South Korea’s DAXA forces the five largest exchanges to revoke suspicious shared API keys and deploys an IP whitelist.

DAXA強制廢除可疑API金鑰

The Digital Asset eXchange Alliance of Korea (DAXA) rolled out new compliance standards on May 29, requiring exchanges including Upbit, Bithumb, Coinone, Korbit, and Gopax to revoke API keys that are suspected of being improperly shared among users. DAXA confirmed it will deploy an IP whitelist system, but has not yet disclosed the specific method for detecting API sharing.

DAXA Confirms New Measures: Key Revocation, Re-Authentication, and IP Whitelisting

In its new rules, DAXA confirmed that once a member exchange detects suspicious API sharing behavior, it will take step-by-step actions: strengthen monitoring, issue warnings to users, then require mandatory re-authentication, and ultimately revoke the API keys suspected of being shared.

At the same time, member exchanges will deploy an IP whitelist system to restrict API access to connections only from addresses approved by themselves. Binance, Coinbase, OKX, and Kraken previously supported IP whitelisting and API permission management, and DAXA’s new rules mandate such controls among exchanges in South Korea.

Known Background of FSS-Confirmed Manipulation Patterns and API Abuse

FSS said that some traders create fake demand signals by repeatedly placing and canceling large buy orders, and then execute sell orders after the price is pushed up. FSS confirmed it has not disclosed the number of accounts currently under investigation.

As for historical context, during the March 3Commas incident in 2022, about ten thousand API keys leaked. The related keys were linked to Binance and KuCoin accounts. Crypto infrastructure company Sodot confirmed that many API-related incidents are often broadly categorized as general hacker attacks and are not properly disclosed as credential leakage incidents.

Frequently Asked Questions

What specific measures does DAXA’s new API rule require, and which exchanges does it apply to?

Based on DAXA’s confirmation, the new rules require the five exchanges—Upbit, Bithumb, Coinone, Korbit, and Gopax—to, after detecting suspicious API sharing, carry out: strengthen monitoring, issue user warnings, require mandatory re-authentication, ultimately revoke the API keys suspected of being shared, and deploy an IP whitelist system. DAXA confirmed it has not disclosed the specific detection methods.

What specific market manipulation technique did FSS confirm, and what type of violation does it fall under?

FSS confirmed that the flagged manipulation methods include: repeatedly placing and canceling large buy orders to create fake demand signals, and then executing sell orders after the price is pushed up—falling under market-deceptive quoting behavior (Spoofing). FSS confirmed it has not disclosed the specific number of accounts under investigation.

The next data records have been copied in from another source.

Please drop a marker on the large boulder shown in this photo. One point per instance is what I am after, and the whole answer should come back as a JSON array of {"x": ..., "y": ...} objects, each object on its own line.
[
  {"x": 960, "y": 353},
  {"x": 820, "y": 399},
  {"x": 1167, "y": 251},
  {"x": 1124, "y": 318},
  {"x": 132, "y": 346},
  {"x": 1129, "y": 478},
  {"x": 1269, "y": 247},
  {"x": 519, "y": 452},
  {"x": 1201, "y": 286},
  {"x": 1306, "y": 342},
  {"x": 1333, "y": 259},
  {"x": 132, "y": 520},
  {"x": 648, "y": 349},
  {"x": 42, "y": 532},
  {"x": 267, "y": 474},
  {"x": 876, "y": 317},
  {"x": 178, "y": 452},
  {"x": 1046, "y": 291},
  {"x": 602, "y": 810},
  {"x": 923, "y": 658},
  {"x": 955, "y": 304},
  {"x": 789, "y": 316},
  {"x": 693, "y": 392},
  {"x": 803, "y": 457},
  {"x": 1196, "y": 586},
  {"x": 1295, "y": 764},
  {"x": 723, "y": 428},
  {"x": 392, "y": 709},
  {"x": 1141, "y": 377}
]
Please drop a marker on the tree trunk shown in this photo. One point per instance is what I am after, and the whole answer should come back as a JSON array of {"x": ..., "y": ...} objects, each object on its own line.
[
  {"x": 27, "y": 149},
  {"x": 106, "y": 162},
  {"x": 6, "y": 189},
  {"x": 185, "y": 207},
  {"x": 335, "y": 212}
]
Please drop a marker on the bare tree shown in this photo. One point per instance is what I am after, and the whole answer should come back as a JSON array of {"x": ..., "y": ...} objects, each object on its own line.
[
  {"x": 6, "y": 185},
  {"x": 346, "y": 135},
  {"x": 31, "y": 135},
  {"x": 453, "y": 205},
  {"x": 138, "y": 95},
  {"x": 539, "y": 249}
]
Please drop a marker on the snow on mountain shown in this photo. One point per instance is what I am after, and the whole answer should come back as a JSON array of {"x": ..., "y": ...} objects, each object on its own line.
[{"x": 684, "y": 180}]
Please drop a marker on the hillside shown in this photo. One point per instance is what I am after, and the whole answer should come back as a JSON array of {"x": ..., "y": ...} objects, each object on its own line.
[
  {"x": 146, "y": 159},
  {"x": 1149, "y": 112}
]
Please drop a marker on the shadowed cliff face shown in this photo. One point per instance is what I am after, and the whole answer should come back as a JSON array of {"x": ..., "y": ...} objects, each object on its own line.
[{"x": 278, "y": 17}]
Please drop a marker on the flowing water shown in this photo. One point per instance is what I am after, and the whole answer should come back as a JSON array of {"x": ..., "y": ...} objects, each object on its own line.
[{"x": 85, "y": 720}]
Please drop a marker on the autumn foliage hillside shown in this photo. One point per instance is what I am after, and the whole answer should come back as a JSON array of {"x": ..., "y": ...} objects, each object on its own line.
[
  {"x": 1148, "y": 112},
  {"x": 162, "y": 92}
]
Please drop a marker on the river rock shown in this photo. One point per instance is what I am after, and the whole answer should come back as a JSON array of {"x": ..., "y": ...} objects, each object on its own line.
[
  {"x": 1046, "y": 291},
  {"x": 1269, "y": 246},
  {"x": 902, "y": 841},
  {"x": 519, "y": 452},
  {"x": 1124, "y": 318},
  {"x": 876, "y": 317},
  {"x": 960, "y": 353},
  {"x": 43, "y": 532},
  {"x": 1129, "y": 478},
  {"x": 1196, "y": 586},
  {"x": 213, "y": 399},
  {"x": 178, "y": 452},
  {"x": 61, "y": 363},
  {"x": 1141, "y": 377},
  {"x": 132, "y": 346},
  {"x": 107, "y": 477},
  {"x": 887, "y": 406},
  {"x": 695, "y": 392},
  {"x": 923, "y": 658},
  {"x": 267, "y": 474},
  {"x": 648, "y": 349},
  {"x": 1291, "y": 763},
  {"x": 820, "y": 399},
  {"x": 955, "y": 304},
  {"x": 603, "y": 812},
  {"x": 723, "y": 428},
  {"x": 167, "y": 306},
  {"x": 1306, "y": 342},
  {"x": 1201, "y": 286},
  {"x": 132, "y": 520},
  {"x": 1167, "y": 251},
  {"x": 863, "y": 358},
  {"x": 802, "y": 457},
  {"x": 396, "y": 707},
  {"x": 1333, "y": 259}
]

How is the 3Commas incident in 2022 related in background to DAXA’s new rules this time?

The 3Commas incident occurred in 2022, with about ten thousand API keys leaked, and the related keys were linked to Binance and KuCoin accounts. DAXA’s new rules aim, from a compliance perspective, to require exchanges to proactively detect and manage API sharing behavior, rather than waiting to respond only after a leak event occurs.